Notice that the states are logged in reverse order. This is explained by the fact that in Envoy’s eyes, the innermost request is answered first, and the response is bubbled back through the loops created by our logic. The end of each line indicates the HTTP route rule firing in the VirtualService resource.

Bonus observation

Why do we need two stacks? One seems to be enough…

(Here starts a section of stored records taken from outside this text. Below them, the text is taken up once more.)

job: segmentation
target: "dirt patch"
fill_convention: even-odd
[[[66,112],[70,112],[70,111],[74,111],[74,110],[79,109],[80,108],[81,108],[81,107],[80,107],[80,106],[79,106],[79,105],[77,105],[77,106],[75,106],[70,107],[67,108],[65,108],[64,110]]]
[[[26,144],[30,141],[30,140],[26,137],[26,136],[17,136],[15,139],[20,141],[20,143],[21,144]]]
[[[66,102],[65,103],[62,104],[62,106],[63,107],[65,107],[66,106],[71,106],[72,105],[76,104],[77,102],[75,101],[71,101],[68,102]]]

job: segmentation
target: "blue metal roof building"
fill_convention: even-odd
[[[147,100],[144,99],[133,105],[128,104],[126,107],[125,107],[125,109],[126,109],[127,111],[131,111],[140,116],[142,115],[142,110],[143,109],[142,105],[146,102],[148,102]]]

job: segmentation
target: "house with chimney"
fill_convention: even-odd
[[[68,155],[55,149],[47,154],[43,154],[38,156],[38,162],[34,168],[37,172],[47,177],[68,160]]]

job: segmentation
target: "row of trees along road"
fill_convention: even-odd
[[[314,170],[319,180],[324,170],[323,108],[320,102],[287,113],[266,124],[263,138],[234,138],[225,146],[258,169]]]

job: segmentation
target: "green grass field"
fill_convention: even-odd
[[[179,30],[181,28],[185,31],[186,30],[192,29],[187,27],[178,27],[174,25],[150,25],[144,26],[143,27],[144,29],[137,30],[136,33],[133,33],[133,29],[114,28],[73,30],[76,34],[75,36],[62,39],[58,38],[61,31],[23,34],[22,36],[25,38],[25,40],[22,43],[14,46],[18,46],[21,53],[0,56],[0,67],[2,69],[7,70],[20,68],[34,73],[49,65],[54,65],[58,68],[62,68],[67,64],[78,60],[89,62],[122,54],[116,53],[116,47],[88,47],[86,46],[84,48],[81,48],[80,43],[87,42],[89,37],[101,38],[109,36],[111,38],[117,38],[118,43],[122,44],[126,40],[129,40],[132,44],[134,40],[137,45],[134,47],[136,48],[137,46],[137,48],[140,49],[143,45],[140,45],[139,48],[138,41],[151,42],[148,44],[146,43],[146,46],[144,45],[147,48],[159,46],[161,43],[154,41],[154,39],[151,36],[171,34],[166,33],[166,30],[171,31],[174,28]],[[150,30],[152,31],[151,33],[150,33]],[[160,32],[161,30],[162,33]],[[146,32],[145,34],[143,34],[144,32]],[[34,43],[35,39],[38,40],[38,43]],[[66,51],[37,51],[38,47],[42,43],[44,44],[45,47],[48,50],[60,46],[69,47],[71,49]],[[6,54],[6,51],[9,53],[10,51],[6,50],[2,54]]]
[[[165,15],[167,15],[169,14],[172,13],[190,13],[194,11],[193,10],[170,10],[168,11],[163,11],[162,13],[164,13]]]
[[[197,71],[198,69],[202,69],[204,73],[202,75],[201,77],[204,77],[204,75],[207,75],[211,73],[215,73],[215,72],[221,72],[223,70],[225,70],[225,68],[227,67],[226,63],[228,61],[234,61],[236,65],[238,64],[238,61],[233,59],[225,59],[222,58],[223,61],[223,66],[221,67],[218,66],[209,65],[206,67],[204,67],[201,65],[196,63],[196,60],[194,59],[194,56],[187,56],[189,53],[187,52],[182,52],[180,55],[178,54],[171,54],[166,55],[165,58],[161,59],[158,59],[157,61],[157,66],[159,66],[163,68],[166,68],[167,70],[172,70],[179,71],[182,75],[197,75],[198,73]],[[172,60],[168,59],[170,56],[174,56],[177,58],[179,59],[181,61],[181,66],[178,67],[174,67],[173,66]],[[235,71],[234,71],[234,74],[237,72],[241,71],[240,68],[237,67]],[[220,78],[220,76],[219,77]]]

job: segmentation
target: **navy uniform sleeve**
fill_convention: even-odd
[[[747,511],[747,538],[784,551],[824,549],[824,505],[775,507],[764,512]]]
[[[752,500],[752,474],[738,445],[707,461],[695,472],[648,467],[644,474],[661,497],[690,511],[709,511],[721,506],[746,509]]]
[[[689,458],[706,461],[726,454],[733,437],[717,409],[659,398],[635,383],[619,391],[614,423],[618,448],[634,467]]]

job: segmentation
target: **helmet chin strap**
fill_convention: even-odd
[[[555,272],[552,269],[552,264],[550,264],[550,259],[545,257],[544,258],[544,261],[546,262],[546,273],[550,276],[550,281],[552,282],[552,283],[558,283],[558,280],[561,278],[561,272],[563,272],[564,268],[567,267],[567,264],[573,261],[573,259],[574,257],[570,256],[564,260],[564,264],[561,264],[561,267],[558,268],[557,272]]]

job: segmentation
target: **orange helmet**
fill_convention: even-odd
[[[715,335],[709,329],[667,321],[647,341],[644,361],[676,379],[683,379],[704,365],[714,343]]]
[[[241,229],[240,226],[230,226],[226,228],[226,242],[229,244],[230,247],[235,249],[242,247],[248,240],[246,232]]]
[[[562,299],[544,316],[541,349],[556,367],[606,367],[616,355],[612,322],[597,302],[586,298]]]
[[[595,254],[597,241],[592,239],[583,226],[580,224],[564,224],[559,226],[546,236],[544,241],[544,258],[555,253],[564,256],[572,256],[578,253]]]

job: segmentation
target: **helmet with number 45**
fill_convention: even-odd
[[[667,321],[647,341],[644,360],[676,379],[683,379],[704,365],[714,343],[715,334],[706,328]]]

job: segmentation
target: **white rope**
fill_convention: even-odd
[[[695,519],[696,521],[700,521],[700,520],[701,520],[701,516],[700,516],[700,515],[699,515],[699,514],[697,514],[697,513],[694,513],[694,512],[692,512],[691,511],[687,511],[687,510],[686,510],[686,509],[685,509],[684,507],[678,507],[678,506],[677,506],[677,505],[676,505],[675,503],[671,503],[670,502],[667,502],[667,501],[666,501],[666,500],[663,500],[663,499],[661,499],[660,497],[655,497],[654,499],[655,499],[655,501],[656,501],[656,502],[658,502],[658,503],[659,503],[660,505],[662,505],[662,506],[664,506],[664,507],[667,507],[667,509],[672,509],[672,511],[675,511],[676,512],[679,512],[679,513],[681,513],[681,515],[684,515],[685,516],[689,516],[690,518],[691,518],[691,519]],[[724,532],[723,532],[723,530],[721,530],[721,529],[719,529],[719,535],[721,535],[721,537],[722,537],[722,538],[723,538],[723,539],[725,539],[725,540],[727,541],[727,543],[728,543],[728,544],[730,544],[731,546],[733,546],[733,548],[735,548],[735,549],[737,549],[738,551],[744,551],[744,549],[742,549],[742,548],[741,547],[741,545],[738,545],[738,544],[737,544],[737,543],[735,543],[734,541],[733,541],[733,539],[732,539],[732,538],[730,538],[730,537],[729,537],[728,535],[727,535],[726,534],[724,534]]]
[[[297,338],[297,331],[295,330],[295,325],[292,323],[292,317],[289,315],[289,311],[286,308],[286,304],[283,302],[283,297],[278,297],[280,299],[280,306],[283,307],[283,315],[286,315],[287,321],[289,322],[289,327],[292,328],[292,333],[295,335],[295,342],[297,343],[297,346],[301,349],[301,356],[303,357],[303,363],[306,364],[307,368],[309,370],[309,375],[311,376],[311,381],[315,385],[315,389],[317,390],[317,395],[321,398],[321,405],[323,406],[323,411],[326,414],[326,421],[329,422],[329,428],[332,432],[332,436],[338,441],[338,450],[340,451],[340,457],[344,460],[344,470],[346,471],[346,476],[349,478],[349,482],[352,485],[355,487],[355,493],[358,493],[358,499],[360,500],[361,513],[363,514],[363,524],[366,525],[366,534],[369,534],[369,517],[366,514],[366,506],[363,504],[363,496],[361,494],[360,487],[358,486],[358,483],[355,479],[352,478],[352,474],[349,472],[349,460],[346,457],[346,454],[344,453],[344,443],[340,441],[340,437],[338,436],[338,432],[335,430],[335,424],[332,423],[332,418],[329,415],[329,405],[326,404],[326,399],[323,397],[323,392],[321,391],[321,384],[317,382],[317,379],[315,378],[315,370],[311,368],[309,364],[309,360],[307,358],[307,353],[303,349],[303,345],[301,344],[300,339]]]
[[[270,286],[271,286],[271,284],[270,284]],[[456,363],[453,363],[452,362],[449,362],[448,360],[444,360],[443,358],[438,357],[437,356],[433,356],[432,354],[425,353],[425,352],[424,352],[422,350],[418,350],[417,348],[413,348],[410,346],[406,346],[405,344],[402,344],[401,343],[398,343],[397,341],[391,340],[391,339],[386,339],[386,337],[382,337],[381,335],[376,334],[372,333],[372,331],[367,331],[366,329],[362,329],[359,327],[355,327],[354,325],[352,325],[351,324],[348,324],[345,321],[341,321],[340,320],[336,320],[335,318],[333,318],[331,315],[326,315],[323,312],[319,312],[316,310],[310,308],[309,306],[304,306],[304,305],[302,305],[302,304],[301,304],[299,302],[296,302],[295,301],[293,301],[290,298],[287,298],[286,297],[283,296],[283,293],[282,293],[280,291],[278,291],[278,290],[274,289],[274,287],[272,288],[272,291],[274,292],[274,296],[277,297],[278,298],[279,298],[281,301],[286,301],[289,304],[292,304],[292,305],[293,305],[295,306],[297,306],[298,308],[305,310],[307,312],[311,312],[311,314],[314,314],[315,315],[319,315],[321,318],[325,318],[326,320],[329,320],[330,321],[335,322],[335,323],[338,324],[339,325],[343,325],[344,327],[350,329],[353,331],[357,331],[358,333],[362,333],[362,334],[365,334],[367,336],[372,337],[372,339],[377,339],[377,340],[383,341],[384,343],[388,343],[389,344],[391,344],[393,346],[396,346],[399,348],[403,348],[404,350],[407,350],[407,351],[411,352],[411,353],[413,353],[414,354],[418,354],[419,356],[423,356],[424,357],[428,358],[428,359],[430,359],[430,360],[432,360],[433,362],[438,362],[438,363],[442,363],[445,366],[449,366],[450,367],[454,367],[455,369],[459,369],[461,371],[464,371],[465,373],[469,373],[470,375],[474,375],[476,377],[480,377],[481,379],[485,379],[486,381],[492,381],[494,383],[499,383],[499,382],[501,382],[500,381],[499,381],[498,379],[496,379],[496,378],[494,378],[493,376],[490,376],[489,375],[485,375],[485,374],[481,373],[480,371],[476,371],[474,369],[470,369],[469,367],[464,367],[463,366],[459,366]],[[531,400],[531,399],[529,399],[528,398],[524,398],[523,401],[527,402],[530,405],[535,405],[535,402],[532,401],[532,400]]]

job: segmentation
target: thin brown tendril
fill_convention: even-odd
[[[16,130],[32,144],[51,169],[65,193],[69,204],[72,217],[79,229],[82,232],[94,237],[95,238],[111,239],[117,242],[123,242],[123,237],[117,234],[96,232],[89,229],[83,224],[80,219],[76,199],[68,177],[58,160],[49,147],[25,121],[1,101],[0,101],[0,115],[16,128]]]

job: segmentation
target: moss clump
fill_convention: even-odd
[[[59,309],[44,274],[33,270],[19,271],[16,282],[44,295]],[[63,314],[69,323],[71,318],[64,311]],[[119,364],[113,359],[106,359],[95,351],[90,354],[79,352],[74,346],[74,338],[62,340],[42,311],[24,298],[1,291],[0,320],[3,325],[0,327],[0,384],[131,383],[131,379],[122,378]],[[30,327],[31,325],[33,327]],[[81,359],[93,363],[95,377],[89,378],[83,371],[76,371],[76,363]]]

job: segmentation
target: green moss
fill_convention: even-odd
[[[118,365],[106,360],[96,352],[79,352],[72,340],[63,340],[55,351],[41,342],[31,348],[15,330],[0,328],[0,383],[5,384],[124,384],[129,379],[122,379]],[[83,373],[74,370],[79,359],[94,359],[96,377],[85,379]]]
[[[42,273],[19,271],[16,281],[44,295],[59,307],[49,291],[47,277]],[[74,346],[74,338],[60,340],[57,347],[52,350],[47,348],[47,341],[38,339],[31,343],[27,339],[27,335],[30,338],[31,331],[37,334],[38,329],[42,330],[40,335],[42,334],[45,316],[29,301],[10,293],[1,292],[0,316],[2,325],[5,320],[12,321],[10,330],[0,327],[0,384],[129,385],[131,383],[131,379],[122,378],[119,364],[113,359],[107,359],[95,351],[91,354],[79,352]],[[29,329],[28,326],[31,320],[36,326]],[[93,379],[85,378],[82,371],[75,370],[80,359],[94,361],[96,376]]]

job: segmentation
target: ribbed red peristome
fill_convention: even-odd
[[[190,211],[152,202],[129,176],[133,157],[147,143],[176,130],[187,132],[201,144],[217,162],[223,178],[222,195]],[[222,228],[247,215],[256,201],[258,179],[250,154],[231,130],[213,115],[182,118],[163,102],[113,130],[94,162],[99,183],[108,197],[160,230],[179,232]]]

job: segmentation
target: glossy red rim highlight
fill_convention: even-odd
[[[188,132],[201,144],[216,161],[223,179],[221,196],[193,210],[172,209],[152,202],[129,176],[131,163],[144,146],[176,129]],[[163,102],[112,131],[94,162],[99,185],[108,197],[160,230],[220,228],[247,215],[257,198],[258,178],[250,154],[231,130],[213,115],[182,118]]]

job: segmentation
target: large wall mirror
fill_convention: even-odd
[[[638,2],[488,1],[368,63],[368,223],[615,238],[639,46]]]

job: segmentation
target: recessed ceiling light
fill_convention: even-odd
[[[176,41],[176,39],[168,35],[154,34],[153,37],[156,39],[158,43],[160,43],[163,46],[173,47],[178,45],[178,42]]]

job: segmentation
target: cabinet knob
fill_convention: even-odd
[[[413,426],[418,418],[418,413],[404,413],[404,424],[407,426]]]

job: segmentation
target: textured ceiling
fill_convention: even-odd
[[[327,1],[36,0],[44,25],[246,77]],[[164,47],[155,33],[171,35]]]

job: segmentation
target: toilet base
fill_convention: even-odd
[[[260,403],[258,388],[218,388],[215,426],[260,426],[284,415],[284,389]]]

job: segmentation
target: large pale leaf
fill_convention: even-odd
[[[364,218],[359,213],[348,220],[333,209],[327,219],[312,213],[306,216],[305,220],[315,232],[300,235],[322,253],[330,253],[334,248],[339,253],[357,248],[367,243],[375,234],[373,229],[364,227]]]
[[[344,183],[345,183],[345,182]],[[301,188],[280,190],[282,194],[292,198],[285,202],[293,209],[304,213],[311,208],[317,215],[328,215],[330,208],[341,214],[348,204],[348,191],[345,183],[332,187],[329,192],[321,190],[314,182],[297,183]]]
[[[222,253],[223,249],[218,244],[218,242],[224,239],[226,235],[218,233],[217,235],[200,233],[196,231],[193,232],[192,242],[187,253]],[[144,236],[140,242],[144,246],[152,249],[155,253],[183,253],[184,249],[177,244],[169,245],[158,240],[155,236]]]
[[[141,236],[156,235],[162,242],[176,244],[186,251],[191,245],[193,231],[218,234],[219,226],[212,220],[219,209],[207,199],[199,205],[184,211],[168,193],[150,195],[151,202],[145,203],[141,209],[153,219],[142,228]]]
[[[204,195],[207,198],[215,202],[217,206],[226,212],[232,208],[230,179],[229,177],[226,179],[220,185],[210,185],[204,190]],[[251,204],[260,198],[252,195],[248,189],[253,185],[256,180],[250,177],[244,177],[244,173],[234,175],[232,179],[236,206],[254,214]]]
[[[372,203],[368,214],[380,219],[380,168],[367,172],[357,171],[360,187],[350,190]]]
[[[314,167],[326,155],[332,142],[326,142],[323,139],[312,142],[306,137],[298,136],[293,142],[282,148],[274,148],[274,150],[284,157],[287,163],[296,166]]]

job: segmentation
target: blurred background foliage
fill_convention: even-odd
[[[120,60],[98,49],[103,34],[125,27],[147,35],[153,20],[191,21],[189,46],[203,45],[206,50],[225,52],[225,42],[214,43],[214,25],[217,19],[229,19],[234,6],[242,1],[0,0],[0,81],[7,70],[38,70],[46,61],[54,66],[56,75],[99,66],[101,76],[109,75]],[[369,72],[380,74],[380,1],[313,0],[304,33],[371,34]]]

I intentionally implemented the solution with two stacks. This way, the solution demonstrates that these routing rules can read an input character-by-character while maintaining two stacks. This logic closely mimics the operation of the so-called Two-stack Pushdown Automaton (2-PDA) which is known to be Turing-complete. (The formal proof of Istio routing’s Turing-completeness is left to the reader as an exercise. :slightly_smiling_face:)

Outro

Istio is a powerful service mesh. In this blog post, we only focused on its traffic management capabilities, and only used a fraction of those capabilities. And even this fraction was enough to suggest Turing-completeness. Just imagine all the fun that is possible with these technologies.